Date discusses the issue in the 22 pages of the “Date on Database” chapter “Double Trouble, Double Trouble”. His objections to duplicate tuples seem to be (paraphrasing)

  1. “The existence of duplicate tuples implies the ability to distinguish identical things”. This objection I do not understand. He relates it vaguely to a philosophical concept of “The Principle of Indistinguishability of Indiscernables” though the reasoning is unclear. Date claims (perhaps correctly) that there is no way to distinguish the “two” 6s that appear in the bag {3,6,6,8,8,8,11} but again it is unclear why any particular conclusion should follow from this.

  2. “Relations are sufficient thus bags should be excluded for the sake of parsimony”. This argument I am susceptible to, but it crucially hinges on relations actually being sufficient. More on this later; it’s the crux of the issue!

Why bags are nice

See Multiset semantics.

Sets and bags are equivalent

Despite all this handwringing it turns out that in a decent relational query language (Date and Darwen might say “in a D”) having set semantics is exactly the same as having bag semantics. That is, bags can be implemented in terms of sets and vice versa. This shouldn’t be surprising really but I don’t think the consquences of this observation have really been thought through.

Here’s how you show the (trivial) correspondence.

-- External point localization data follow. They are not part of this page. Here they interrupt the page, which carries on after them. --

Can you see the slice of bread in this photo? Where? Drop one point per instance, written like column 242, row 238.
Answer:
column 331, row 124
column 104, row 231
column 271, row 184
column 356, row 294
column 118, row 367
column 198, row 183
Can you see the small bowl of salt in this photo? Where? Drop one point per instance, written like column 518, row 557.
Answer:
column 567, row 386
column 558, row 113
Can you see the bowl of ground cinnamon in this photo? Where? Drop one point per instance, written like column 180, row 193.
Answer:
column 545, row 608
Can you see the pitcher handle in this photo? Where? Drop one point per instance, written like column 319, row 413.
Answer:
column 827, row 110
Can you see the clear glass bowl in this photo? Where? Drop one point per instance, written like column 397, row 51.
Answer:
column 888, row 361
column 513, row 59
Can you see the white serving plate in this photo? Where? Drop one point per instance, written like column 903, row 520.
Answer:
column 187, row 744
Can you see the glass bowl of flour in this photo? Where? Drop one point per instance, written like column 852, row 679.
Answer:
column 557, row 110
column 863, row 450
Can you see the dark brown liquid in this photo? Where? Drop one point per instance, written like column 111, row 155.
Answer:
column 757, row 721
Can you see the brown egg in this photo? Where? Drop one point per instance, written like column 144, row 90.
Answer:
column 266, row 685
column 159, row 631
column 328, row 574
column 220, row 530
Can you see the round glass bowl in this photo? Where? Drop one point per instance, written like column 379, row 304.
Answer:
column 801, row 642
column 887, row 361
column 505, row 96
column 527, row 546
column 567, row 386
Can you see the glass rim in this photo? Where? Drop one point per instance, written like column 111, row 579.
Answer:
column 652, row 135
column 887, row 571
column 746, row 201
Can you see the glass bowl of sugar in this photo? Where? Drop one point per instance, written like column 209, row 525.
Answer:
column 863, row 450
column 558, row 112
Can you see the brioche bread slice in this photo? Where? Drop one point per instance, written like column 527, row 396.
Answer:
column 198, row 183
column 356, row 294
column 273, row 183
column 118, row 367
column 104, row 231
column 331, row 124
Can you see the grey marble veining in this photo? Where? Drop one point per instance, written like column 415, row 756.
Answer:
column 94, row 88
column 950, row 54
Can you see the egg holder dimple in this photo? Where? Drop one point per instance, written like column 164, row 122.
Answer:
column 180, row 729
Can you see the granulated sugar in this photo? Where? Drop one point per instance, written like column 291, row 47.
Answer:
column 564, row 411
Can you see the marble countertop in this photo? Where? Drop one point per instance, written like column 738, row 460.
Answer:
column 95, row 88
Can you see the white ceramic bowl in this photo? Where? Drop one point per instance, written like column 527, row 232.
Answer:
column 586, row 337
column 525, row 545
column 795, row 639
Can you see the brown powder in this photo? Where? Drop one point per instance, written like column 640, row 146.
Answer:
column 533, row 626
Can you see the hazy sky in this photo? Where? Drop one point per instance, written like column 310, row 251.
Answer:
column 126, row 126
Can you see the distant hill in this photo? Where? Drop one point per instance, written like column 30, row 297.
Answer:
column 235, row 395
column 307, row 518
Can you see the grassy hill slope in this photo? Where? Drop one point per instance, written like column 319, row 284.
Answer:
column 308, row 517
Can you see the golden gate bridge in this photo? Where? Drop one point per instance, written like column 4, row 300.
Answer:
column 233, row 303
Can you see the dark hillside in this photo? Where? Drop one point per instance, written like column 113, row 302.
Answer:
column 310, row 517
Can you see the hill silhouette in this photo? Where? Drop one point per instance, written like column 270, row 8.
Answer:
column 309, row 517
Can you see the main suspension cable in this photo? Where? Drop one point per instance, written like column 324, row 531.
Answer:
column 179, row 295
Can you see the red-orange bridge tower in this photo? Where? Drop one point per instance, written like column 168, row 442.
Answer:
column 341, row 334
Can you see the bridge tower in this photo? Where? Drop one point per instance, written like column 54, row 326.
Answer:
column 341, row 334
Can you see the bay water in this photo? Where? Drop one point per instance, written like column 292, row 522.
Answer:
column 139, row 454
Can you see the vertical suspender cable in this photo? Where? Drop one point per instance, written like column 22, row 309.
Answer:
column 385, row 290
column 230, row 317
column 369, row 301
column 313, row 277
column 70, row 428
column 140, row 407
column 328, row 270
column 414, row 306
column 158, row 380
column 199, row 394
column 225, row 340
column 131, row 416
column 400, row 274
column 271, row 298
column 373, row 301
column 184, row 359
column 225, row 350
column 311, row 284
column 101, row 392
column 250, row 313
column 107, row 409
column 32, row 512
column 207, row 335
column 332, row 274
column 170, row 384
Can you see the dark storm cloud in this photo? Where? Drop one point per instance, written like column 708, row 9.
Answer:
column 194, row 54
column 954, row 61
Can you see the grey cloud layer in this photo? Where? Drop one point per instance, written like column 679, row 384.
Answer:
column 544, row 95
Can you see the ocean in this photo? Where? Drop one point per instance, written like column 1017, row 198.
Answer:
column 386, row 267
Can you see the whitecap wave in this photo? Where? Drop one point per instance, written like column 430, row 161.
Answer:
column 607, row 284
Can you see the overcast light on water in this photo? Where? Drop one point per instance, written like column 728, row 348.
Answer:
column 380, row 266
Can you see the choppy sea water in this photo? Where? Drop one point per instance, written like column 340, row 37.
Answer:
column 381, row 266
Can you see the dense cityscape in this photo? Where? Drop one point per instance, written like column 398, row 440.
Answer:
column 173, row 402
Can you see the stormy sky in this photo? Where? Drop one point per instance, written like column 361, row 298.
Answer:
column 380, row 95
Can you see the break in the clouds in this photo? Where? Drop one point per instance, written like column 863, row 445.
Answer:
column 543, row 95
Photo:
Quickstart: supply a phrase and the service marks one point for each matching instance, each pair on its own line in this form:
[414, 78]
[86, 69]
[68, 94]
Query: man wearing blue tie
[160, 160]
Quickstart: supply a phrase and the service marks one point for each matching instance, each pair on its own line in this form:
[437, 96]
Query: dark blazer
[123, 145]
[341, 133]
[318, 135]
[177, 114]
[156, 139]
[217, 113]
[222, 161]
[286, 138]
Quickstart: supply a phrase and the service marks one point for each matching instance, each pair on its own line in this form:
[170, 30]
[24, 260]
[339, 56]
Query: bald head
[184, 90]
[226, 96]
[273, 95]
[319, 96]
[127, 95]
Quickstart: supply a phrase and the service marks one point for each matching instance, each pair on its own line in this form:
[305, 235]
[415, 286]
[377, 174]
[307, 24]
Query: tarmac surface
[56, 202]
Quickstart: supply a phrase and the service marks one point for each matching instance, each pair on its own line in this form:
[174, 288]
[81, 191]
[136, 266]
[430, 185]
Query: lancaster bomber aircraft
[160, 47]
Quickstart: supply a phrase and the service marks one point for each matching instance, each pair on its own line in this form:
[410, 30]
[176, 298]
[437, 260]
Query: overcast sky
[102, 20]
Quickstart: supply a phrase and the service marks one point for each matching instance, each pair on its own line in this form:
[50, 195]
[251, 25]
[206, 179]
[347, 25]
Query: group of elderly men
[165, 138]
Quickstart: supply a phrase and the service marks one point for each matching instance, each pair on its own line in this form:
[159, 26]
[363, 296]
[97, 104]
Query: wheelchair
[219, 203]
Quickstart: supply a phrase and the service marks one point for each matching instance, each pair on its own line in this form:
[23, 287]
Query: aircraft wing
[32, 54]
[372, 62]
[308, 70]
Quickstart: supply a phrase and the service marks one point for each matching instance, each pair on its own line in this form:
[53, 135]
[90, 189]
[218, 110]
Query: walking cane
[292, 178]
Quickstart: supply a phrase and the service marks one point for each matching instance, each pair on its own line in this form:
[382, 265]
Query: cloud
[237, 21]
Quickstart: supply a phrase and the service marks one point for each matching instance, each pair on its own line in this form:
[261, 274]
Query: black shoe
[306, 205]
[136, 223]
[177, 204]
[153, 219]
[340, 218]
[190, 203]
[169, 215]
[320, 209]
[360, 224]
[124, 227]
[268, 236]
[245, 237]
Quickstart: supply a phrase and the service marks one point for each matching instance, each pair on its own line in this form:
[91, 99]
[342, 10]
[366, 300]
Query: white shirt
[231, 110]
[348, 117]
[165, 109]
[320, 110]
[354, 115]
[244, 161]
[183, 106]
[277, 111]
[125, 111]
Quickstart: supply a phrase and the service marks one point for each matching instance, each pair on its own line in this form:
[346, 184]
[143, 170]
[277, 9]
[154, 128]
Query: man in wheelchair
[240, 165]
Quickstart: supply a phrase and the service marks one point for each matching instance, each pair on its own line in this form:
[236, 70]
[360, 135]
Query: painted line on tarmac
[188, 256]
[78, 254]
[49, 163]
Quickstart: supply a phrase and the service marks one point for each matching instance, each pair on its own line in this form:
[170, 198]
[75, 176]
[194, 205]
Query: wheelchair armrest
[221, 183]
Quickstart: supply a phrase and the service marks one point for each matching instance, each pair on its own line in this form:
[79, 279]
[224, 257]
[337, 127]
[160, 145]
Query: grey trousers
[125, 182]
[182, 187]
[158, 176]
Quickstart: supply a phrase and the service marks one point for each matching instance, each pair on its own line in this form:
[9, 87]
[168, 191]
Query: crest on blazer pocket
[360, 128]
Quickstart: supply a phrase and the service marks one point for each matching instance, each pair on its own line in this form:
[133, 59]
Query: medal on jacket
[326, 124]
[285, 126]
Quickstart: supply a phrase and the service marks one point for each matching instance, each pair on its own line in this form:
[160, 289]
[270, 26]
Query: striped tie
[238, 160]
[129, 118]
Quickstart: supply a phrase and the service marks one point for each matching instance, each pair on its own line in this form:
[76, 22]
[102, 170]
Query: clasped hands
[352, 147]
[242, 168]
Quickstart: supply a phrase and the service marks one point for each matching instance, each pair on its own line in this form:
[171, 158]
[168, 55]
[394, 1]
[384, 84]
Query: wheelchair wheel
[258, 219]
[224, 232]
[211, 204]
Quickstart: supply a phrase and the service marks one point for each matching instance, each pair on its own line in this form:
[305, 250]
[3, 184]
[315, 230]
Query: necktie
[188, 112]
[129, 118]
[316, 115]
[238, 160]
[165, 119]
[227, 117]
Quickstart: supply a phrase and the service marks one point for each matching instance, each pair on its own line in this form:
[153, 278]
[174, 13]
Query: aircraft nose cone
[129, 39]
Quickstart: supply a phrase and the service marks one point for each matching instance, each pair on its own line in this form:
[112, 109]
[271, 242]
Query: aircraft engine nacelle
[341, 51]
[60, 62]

Our decent relational query language will have type abstraction so whereas Date wants us to only use Set (a, b, c, ...) to represent a relation on a, b, c, … we are welcome to define

type Bag t = Set (t, N+)

where N+ is some previously defined domain type of strictly positive integers. With a bit of fiddling we can define conversions from Set t to Bag t and vice versa (an adjunction or at least adjunction-like) as well as project, extend, restrict, join and indeed all our relational operators for the Bag type. (Union is an interesting case. There are at least two sensible concepts of union (sum and max) and it would probably be practical to provide both).

If on the other hand we were living in Date’s nightmare bag-world we would define

type Set t = Bag t KEY t

That is, we define a Set to be be a Bag where the whole tuple is a key. This implies that there can exist at most one tuple of any given value in the multiset, i.e. it is in fact a set. As before we can implement all the functionality for sets in terms of existing functionality for bags.

The argument is irrelevant

Imagine that the major proponent of a call by value lambda calculus claims that the only tupling operation must be binary. Detractors claim “no we must have tuples of arbitrary size”. Once you have one you have the other. There’s no point trying to forbid one option.

Thus we see that the argument about sets and bags is irrelevant. If we have a decent query language that allows some degree of type abstraction we automatically have both if we have either. It doesn’t matter whether Date thinks that Occam’s razor implies we should work with sets only. We’ll get bags too whether he likes it or not.